Wednesday, March 28, 2012

Book Review: Firelight

Print // Kindle // Kristen Callihan Webpage
London, 1881

Once the flames are ignited . . .

Miranda Ellis is a woman tormented. Plagued since birth by a strange and powerful gift, she has spent her entire life struggling to control her exceptional abilities. Yet one innocent but irreversible mistake has left her family's fortune decimated and forced her to wed London's most nefarious nobleman.

They will burn for eternity . . . Lord Benjamin Archer is no ordinary man. Doomed to hide his disfigured face behind masks, Archer knows it's selfish to take Miranda as his bride. Yet he can't help being drawn to the flame-haired beauty whose touch sparks a passion he hasn't felt in a lifetime. When Archer is accused of a series of gruesome murders, he gives in to the beastly nature he has fought so hard to hide from the world. But the curse that haunts him cannot be denied. Now, to save his soul, Miranda will enter a world of dark magic and darker intrigue. For only she can see the man hiding behind the mask.

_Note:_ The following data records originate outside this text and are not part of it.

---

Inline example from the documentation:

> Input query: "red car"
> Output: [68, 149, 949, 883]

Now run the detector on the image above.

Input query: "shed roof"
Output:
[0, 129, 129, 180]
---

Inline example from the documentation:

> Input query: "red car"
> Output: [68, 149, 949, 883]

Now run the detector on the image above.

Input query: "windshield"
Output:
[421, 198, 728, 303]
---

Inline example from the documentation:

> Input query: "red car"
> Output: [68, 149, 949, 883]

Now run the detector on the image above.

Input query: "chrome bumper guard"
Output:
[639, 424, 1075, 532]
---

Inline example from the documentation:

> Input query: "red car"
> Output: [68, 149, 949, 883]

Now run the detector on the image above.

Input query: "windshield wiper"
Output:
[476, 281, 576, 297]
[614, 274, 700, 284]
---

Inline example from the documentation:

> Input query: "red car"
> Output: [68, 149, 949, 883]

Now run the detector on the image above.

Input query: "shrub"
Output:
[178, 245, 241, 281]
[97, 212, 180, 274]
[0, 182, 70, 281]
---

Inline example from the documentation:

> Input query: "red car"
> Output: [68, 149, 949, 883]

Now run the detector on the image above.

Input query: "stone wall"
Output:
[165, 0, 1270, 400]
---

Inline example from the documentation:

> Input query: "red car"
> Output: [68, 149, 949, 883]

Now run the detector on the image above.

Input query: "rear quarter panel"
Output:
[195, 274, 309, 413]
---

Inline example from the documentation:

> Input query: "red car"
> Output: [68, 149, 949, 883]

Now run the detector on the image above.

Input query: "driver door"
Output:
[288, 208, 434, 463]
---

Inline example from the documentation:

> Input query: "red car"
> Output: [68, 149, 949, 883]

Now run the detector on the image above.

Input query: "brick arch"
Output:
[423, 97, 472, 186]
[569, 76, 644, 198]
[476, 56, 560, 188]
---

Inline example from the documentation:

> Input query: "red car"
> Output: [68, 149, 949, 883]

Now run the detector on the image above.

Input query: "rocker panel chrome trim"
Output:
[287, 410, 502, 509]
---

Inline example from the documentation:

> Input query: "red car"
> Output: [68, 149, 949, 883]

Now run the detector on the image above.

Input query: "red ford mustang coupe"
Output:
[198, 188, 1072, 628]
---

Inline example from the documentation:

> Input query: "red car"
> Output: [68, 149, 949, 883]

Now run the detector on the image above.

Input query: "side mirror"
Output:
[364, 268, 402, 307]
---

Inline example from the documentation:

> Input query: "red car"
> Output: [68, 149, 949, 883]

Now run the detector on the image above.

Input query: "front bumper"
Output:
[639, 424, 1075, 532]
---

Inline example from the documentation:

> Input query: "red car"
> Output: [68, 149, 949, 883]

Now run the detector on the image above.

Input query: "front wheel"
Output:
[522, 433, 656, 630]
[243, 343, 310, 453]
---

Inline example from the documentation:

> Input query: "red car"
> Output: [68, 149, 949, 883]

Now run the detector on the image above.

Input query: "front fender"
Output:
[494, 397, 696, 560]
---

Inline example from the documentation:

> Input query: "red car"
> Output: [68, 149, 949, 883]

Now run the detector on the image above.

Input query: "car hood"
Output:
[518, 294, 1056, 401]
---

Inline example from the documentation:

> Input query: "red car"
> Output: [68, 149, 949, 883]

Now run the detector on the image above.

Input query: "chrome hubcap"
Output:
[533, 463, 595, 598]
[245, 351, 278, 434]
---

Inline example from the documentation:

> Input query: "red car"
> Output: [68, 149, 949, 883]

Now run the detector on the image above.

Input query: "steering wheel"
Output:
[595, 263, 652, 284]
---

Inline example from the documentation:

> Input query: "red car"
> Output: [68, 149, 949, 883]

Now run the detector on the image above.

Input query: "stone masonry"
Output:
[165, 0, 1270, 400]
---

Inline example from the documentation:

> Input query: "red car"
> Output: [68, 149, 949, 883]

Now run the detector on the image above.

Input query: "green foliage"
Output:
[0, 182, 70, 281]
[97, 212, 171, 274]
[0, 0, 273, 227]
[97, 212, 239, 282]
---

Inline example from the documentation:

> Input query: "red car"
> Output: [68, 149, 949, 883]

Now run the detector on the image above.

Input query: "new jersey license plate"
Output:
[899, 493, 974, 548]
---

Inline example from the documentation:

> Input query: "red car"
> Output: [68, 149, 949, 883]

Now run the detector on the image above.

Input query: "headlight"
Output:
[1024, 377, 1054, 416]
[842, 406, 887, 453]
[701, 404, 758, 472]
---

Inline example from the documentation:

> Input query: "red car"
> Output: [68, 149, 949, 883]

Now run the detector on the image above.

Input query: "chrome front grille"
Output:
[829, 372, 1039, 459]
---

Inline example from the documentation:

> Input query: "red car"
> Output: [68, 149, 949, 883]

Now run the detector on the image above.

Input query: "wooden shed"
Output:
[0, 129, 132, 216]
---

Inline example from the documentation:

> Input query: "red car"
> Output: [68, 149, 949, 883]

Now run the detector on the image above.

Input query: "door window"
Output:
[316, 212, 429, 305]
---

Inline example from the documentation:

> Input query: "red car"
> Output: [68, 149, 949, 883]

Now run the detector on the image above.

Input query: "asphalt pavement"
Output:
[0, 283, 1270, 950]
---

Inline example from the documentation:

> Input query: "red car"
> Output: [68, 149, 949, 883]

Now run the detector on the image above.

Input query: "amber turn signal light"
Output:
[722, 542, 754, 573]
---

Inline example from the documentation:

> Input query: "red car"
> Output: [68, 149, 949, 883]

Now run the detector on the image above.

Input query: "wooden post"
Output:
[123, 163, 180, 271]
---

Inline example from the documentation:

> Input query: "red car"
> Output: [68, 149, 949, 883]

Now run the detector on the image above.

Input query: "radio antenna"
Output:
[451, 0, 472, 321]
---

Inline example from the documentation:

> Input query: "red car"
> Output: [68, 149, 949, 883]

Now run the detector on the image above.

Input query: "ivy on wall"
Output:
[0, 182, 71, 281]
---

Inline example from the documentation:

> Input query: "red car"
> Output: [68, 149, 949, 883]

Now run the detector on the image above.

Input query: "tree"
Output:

This was a much darker book then I imaged it would be originally (yes I realize the irony in that statement). It was also however a much deeper and complex romance than I imagined as well. Part Beauty and the Beast and part Cupid and Psyche, I was fascinated by the interplay between Archer and Miranda. Their way with words, their verbal sparring and well chosen words interested me far more than the romance at times in fact.

It would be safe to say that if I hadn't read EMBER, the prequel short story, first then Miranda's guilt complex would be a lot more irritating then they were.  EMBER really set the stage as to why Miranda felt she had no choice but to hide what she could do--why she felt ashamed and desperate to make amends for the past.   It also gave a better accounting of what happened with Martin, since its more or less glossed over in this novel.

Oddly, having read EMBER I was almost put off by Archer's attitude.  A few years had passed from the first meeting between Archer and Miranda and the start of the novel, but he seemed a lot less...determined I think is the right word.  Less confident in his decisions, especially in regards to Miranda.

The revelation of what Archer was becoming exactly was really not what I expected.  To be perfectly honest I had a lot of trouble visualizing it and buying into the idea.  It was clever however, and definitely a good twist on the whole 'gaining immortality' angle.  There's many forms of immortality after all.

As I said above the interplay between Archer and Miranda fascinated me moreso than the romance.  Callihan excels at believable and rich banter; both in terms of making it snappy and making it intelligent.  Both are highly intelligent individuals and both know how to make words work for them, how to hide the truth in plain sight with a sentence.  That said the romance was a slow burn, despite how passionate they both were, and it felt like an organic process.  

Miranda was not instantly in love with Archer, she was too wary and curious about him to feel that emotion.  Even after she finds out it was he who saved her years ago she doesn't fall into a fit of giddy school girl flights of fancy.  Archer was quicker of the two, but then he knew of her much longer and was of a somewhat more impulsive nature (where his emotions were concerned at least).  When they finally understand one and other, well its a joy to behold and read.